Pour situer un peu l’ambiance de l’époque (on dirait que je parle de l’Antiquité !), il faut également évoquer le contexte administratif : par une chance inouïe , l’Administration n’a pas vu venir le coup et s’est laissée piégée (elle essaye d’ailleurs toujours aujourd’hui de se rattraper et de couler le mouvement par tous les moyens ... faites lui confiance, elle y parviendra un jour , avec l’aide de certains !). Tout vient de ce qu’à l’origine, il y eut quelques téméraires pour se lancer dans les airs accrochés sous des voilures rudimentaires et généralement « home made ». Comme on ne pouvait raisonnablement les qualifier de Planeur, l’Administration résolut de ne pas s’en occuper...Bien lui en a pris car elle n’aurait jamais pu supporter qu’on puisse vraiment voler avec ces engins là ! Et puis, toujours les mêmes originaux ont entrepris d’y monter de petits moteurs, transformant leur engin en véritable Avion, mais sans le dire et c’est là que nos « empêcheurs de voler en rond » (notre chère Administration !) auraient pu stopper net le mouvement en lui appliquant toutes les contraintes absurdes qui avaient déjà tué plusieurs fois l’Aviation Légère par le passé (mouvement Pou-du-Ciel notamment). Mais si, mais si, on peut tuer quelqu’un plusieurs fois, s’il a le bon esprit de renaître !

Mais faut quand même pas charrier, au bout de quelques jours de ces activités hautement délictueuses qui consistent à vouloir à tout prix (bas) s’envoyer en l’air avec un engin non conforme au Règlement, les pandores ont quand même débarqué !

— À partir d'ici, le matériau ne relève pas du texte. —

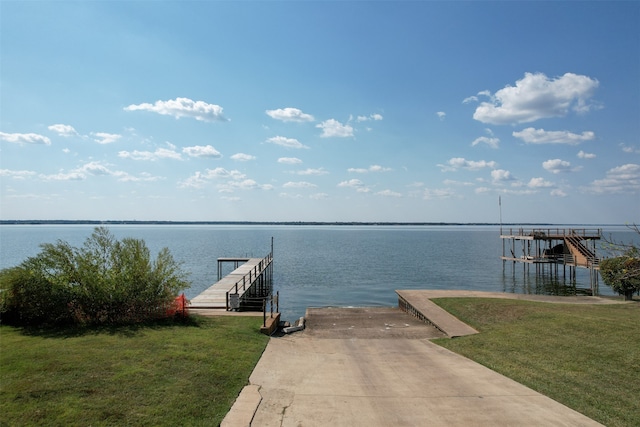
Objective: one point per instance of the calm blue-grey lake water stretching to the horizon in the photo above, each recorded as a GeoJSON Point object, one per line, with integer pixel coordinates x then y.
{"type": "Point", "coordinates": [326, 265]}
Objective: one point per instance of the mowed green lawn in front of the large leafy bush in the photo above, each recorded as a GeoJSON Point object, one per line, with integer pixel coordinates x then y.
{"type": "Point", "coordinates": [161, 374]}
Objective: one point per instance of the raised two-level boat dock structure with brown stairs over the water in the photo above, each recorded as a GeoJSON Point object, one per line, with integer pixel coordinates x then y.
{"type": "Point", "coordinates": [553, 247]}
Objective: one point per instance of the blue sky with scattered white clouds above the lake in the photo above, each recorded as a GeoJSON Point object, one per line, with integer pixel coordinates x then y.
{"type": "Point", "coordinates": [320, 111]}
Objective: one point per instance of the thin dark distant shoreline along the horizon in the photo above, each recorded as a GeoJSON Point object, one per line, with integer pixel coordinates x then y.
{"type": "Point", "coordinates": [289, 223]}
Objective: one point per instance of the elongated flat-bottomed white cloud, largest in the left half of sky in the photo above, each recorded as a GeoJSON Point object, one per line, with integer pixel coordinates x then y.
{"type": "Point", "coordinates": [183, 107]}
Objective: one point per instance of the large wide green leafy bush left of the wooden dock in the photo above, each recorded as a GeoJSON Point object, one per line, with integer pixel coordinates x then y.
{"type": "Point", "coordinates": [105, 281]}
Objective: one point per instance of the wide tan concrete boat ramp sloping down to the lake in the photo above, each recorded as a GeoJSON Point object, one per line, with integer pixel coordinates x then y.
{"type": "Point", "coordinates": [377, 367]}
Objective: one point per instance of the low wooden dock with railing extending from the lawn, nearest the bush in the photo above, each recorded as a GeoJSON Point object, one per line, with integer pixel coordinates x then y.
{"type": "Point", "coordinates": [251, 279]}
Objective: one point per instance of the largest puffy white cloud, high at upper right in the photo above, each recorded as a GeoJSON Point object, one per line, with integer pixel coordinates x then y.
{"type": "Point", "coordinates": [535, 97]}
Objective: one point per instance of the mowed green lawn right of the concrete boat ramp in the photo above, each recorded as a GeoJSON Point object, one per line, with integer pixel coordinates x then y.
{"type": "Point", "coordinates": [584, 356]}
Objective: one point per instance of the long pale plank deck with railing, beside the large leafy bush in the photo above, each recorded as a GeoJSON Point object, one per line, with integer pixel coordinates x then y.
{"type": "Point", "coordinates": [240, 281]}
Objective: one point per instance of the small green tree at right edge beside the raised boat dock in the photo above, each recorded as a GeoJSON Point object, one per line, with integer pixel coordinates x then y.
{"type": "Point", "coordinates": [622, 272]}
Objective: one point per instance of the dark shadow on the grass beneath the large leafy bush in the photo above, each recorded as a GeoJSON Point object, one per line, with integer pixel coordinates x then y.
{"type": "Point", "coordinates": [122, 329]}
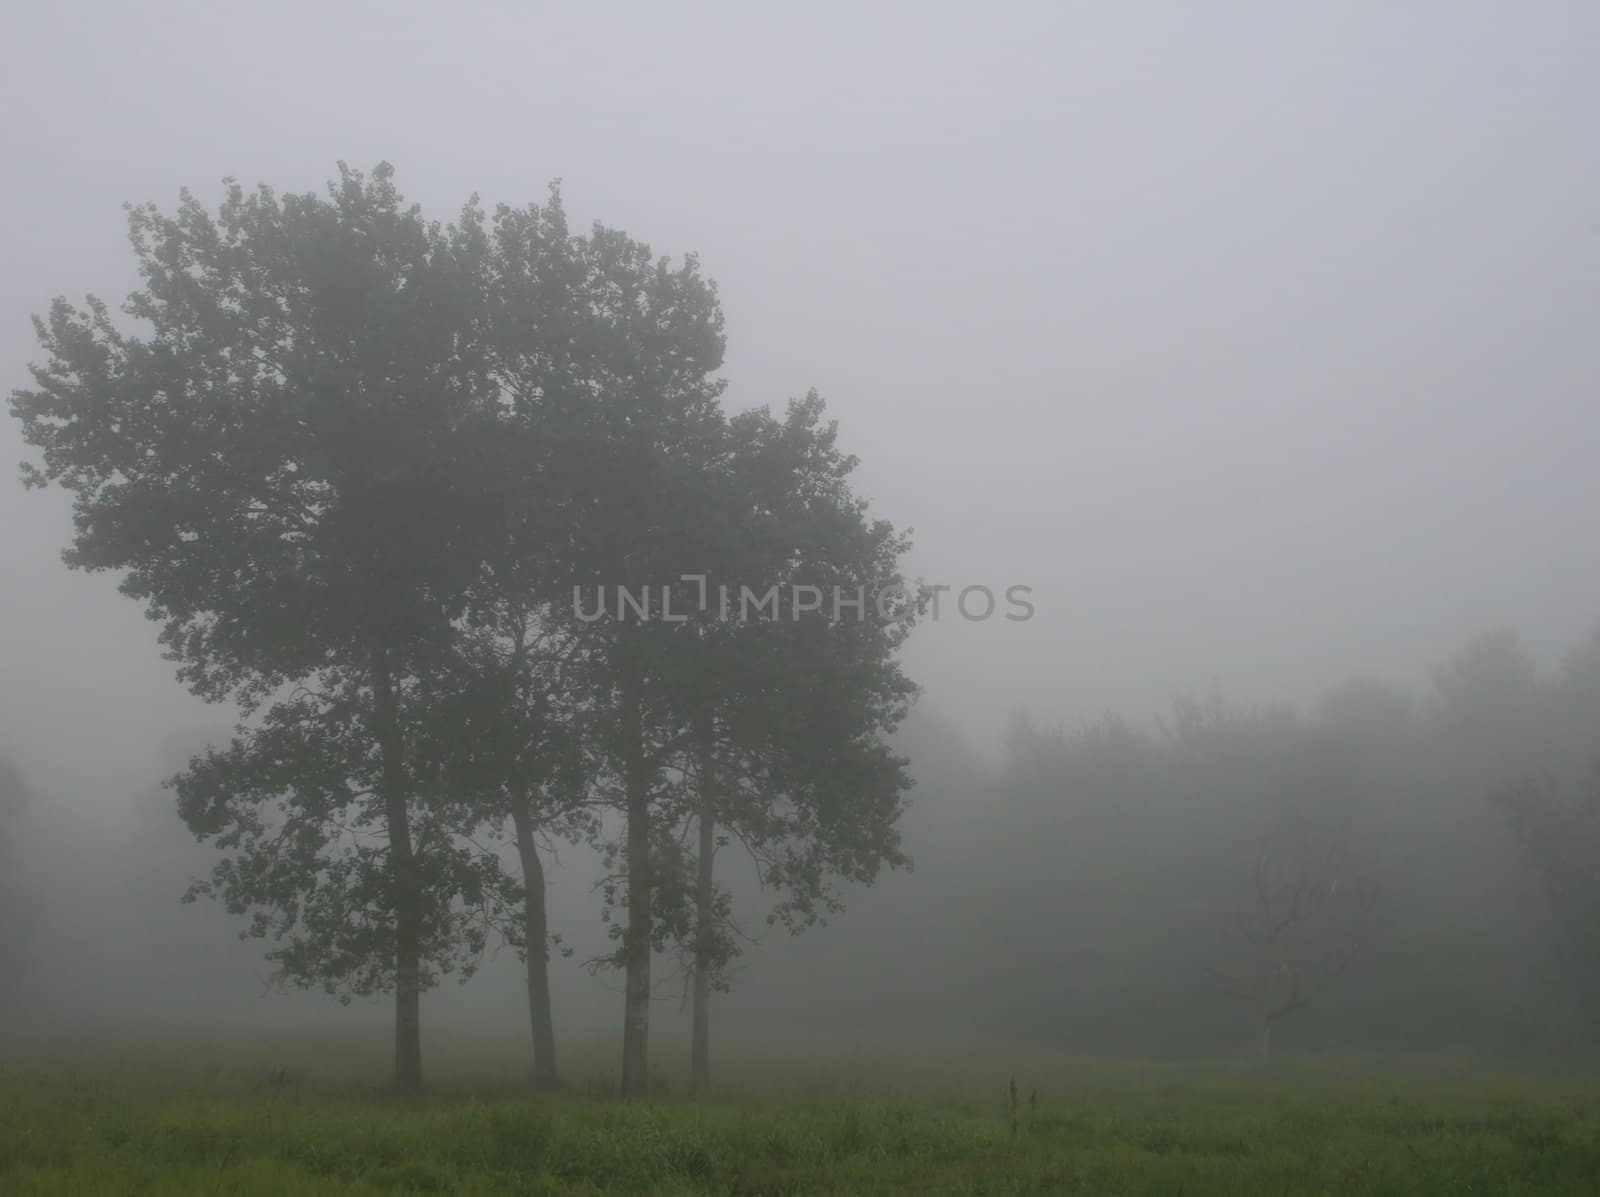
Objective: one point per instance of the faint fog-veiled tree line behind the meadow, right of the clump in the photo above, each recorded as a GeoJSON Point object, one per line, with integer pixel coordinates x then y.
{"type": "Point", "coordinates": [1382, 870]}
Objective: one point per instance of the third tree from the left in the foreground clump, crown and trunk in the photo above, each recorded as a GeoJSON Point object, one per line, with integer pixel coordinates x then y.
{"type": "Point", "coordinates": [607, 359]}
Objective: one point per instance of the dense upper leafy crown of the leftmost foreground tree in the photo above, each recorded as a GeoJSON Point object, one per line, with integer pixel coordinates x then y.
{"type": "Point", "coordinates": [282, 462]}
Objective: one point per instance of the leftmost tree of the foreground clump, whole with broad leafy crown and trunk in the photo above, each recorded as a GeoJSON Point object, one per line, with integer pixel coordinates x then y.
{"type": "Point", "coordinates": [289, 450]}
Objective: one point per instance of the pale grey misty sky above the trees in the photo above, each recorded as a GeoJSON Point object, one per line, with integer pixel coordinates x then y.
{"type": "Point", "coordinates": [1260, 340]}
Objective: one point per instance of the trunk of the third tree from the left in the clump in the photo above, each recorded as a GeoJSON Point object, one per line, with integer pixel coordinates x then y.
{"type": "Point", "coordinates": [639, 937]}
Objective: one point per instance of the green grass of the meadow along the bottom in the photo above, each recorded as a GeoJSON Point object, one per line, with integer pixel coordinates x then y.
{"type": "Point", "coordinates": [215, 1126]}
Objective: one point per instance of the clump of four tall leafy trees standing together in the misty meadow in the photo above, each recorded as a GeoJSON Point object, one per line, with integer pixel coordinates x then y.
{"type": "Point", "coordinates": [356, 465]}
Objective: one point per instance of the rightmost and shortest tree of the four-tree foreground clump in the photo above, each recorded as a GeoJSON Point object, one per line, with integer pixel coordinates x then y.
{"type": "Point", "coordinates": [791, 713]}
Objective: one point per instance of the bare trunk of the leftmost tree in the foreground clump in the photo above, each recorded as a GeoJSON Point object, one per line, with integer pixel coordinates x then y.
{"type": "Point", "coordinates": [407, 900]}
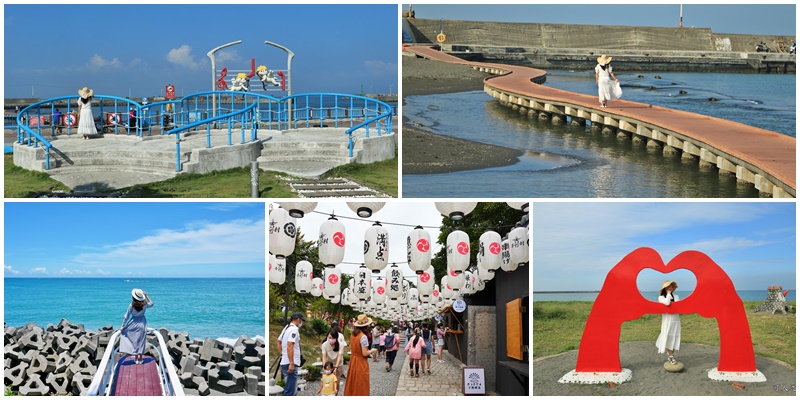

« PAPIERS S’IL VOUS PLAIT » (car les pandores sont polis, en général !)...évidemment, nous n’en avions aucun, bien sur ! c’est que pendant tout ce temps où nous faisions les imbéciles à vouloir voler, l’Administration, elle, avait travaillé ferme à vouloir nous en empêcher ! une circulaire était sortie depuis peu, requerrant notamment des papiers pour l’avion et un brevet pour le pilote...(seul l’ami Jojo était en règle de ce coté là, ayant passé son brevet de pilote il y a fort longtemps, brevet considéré comme toujours valable, quelque soit l’U.L.M. !), toute chose que nous ignorions (ou feignions d’ignorer, il faut le reconnaître).

(JPG)
Jojo sur son HIWAY mark II moteur FUJI-ROBIN

Avec les pandores, la chose put être arrangée assez facilement, mais contre la promesse formelle (promis, juré) de nous mettre en règle...ce qui fut fait sans peine pour les papiers de l’avion (Ah, la belle époque !), et un peu plus difficilement pour le brevet de pilote : comme il n’y avait pas d’école, ni de double commande, il ne pouvait y avoir d’épreuve pratique ! l’Administration se contenta donc de me faire passer une épreuve théorique (en fait le théorique Planeur, car ils n’avaient pas eu le temps de préparer une épreuve U.L.M. -ils se sont bien rattrapés depuis !). Bien sûr, ce brevet n’était valable qu’en monoplace, et c’est bien normal : chacun est en droit de risquer sa vie, mais pas celle des autres de façon inconsidérée ; d’ailleurs, par la suite, je n’ai jamais aimé emporter un passager, bien que j’aie été amené à le faire souvent.